Bochum. Spektakulärer Abend für den VfL Bochum: 3:2 gegen den FC Bayern, Platz elf. Die Spieler schwärmen von den Fans. So feiert Bochum den Triumph.
Noch einmal parierte der glänzende Manuel Riemann mit dem Fuß, zwei Minuten später drosch Kevin Stöger den Ball Richtung Ostkurve. Die Fans flippten aus, der Can Can dröhnte aus den Boxen. 19.47 Uhr am Sonntagabend, 18. Februar 2024. Ende eines denkwürdigen Spiels mit zwei Unterbrechungen. Bochum drei. Bayern zwei.
Wieder so ein Ding für die Geschichtsbücher der Bochumer, wie vor zwei Jahren, als der VfL Bochum die Bayern 4:2 düpierte. Und es war, aus dem Süden betrachtet, auch für die Bayern ein historisches Stück Fußballgeschichte mit der dritten Niederlage in Folge binnen acht Tagen.
VfL Bochum: Spieler schmeißen sich in jeden Zweikampf
Der VfL hatte den deutschen Rekordmeister niedergerungen, gekämpft, auch niedergespielt. Sie blockten, schmissen sich in die Schüsse, den Rest erledigte Riemann. Sie schalteten um und ließen die meisten der 26.000 Fans im trotz Dauerregens gefühlt ständig knisternden Ruhrstadion explodieren vor Freude. Wenn am Montag die Arbeit ruft, dürften manche VfL-Fans mit müden Augen erscheinen.

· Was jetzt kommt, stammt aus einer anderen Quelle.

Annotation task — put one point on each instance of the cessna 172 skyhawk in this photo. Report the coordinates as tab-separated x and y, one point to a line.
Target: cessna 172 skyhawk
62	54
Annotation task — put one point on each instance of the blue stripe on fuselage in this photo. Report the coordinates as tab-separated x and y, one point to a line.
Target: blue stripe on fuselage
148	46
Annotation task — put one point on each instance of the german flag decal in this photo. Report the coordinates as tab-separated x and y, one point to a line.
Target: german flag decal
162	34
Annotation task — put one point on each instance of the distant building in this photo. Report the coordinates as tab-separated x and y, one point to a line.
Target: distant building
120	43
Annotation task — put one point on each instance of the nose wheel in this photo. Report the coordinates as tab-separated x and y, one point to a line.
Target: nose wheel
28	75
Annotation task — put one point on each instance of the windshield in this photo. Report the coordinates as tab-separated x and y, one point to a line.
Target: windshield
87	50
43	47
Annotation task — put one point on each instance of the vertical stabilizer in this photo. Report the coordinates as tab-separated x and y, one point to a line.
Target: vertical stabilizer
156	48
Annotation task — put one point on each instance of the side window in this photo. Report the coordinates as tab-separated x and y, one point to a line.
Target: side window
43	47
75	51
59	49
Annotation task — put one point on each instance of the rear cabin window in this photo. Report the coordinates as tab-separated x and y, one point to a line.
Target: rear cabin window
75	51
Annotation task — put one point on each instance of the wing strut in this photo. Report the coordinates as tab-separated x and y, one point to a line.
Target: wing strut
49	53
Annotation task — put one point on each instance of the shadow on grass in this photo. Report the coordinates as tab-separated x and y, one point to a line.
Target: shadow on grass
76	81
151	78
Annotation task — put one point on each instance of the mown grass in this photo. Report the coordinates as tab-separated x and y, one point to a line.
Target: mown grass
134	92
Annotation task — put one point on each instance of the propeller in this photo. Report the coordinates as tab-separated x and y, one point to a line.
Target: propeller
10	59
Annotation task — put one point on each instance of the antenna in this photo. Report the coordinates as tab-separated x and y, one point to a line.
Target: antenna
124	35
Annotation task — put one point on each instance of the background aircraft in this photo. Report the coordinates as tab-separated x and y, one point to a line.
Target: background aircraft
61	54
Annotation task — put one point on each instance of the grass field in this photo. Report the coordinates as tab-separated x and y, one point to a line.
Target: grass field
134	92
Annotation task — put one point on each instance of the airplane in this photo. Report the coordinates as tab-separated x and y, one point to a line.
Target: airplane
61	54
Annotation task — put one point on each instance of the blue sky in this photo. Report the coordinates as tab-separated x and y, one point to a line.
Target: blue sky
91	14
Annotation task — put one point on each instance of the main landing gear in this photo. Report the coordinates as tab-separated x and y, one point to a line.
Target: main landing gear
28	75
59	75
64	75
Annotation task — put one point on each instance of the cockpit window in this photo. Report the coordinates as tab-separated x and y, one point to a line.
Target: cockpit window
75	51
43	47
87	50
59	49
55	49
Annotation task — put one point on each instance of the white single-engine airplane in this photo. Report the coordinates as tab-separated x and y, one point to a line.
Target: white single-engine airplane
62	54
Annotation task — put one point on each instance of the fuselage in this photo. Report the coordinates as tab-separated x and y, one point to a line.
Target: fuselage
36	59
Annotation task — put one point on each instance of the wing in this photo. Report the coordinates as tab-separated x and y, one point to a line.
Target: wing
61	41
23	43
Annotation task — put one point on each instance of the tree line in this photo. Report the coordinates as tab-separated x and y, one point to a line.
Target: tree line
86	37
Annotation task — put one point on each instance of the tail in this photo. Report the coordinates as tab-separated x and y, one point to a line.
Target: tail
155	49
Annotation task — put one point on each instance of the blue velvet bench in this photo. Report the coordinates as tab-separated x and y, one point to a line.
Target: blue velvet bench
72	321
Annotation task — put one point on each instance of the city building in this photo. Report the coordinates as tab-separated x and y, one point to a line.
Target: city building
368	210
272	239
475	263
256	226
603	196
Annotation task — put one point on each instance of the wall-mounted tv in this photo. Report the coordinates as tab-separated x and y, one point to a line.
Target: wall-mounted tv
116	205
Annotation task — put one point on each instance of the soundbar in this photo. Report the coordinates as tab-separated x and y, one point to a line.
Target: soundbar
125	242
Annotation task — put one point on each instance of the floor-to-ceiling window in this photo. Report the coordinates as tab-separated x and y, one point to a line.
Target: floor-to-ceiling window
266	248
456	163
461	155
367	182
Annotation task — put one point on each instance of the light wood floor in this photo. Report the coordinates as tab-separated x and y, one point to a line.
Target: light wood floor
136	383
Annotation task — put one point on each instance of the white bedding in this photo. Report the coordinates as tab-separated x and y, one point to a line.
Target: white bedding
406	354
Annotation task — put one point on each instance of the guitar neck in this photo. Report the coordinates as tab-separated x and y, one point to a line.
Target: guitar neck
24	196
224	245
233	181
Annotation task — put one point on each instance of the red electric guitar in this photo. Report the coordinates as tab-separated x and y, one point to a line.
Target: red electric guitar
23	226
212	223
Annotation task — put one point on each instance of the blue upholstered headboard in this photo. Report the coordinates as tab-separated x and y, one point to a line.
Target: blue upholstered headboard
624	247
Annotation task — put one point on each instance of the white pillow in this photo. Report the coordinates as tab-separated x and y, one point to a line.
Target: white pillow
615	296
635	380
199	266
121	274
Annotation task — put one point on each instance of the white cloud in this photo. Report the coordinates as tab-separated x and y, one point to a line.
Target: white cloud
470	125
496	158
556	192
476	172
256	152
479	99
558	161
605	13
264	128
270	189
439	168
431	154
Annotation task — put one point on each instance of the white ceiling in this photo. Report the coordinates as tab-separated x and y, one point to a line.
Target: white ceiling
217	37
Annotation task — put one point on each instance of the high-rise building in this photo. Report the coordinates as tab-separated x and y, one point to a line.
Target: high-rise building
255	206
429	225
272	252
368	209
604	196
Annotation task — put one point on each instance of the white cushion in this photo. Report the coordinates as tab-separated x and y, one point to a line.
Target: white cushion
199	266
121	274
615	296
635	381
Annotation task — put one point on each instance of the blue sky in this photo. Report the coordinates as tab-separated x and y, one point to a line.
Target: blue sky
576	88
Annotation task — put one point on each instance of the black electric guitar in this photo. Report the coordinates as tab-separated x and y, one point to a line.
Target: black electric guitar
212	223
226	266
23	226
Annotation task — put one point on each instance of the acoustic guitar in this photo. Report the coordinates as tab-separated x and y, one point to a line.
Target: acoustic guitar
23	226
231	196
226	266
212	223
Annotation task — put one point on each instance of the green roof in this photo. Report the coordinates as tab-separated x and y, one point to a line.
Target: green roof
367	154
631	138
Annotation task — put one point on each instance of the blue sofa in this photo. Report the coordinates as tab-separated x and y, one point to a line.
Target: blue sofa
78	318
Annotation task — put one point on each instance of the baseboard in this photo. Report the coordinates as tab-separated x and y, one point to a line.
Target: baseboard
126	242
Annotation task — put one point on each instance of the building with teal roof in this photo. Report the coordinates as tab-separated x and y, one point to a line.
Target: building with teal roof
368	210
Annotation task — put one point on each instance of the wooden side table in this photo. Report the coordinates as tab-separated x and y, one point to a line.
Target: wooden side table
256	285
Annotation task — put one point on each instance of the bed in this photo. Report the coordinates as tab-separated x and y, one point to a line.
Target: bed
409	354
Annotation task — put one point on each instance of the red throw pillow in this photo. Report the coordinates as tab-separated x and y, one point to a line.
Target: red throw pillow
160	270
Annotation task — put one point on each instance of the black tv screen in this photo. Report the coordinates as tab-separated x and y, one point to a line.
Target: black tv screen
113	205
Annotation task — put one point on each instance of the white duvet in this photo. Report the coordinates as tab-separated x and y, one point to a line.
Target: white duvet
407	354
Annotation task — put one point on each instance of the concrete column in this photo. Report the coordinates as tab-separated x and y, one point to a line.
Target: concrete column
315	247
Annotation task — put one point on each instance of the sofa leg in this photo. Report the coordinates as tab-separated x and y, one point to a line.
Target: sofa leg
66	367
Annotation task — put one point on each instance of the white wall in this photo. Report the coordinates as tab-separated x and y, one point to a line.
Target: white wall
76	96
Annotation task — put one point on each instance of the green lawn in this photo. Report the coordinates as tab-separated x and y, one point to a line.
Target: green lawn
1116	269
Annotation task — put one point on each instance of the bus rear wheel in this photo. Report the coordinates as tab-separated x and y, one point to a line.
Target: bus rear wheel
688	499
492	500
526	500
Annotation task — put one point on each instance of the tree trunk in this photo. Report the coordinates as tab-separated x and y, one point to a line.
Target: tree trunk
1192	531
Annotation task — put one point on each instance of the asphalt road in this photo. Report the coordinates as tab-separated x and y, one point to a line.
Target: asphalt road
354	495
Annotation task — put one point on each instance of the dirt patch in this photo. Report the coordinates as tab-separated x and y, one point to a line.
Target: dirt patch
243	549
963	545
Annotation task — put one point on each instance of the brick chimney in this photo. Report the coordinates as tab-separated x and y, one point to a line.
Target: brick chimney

„Nie mehr 2. Liga“ dröhnte es um 19.52 Uhr durchs Stadion, und: „Zieht den Bayern die Lederhosen aus“, nachdem die Spieler ihre ersten Tänzchen vor der Ostkurve hinter sich hatten und von Block zu Block mit ihren Anhängerinnen und Anhängern den Sieg zelebrierten. „Wir wussten von Anfang an, heute geht was“, sagte Keven Schlotterbeck wenig später.
Schlotterbeck trifft und hat doch etwas zu meckern
Der Innenverteidiger zeigte hinten wie vorne eine blitzsaubere Partie, erzielte nach Jamal Musialas 0:1 und Takuma Asanos 1:1 selbst das 2:1 per Kopf nach einer Ecke von Kevin Stöger und wurde von Upamecano mit dem Ellbogen elfmeterreif erwischt. Upamecano sah Gelb-Rot, Stöger verwandelte den Strafstoß zum 3:1 in Minute 78.
Harry Kanes 2:3 (87.) reichte den Bayern nicht, Bochum überstand acht Minuten Nachspielzeit. „Als das Tor von Musiala fällt, hat uns das nicht umgehauen. Das ist die Magie des Vonovia Ruhrstadions. Du weißt genau, du kannst immer zurückkommen“, sagte Schlotterbeck. „Du machst das 1:1, dann bebte die Tribüne da hinten und du denkst, was ist hier schon wieder los. Es kommt das 2:1, das 3:1. Die Jungs waren da, haben uns angefeuert, das pusht uns.“
Über die letzte Viertelstunde, das 2:3, das Zittern am Ende in Überzahl ärgerte er sich, „darüber war ich schon sauer. Aber das können wir jetzt nach dem Sieg in Ruhe analysieren in der Kabine bei einer Runde“, sagte einer der Matchwinner erstaunlich kritisch nach einm Bayern-Coup.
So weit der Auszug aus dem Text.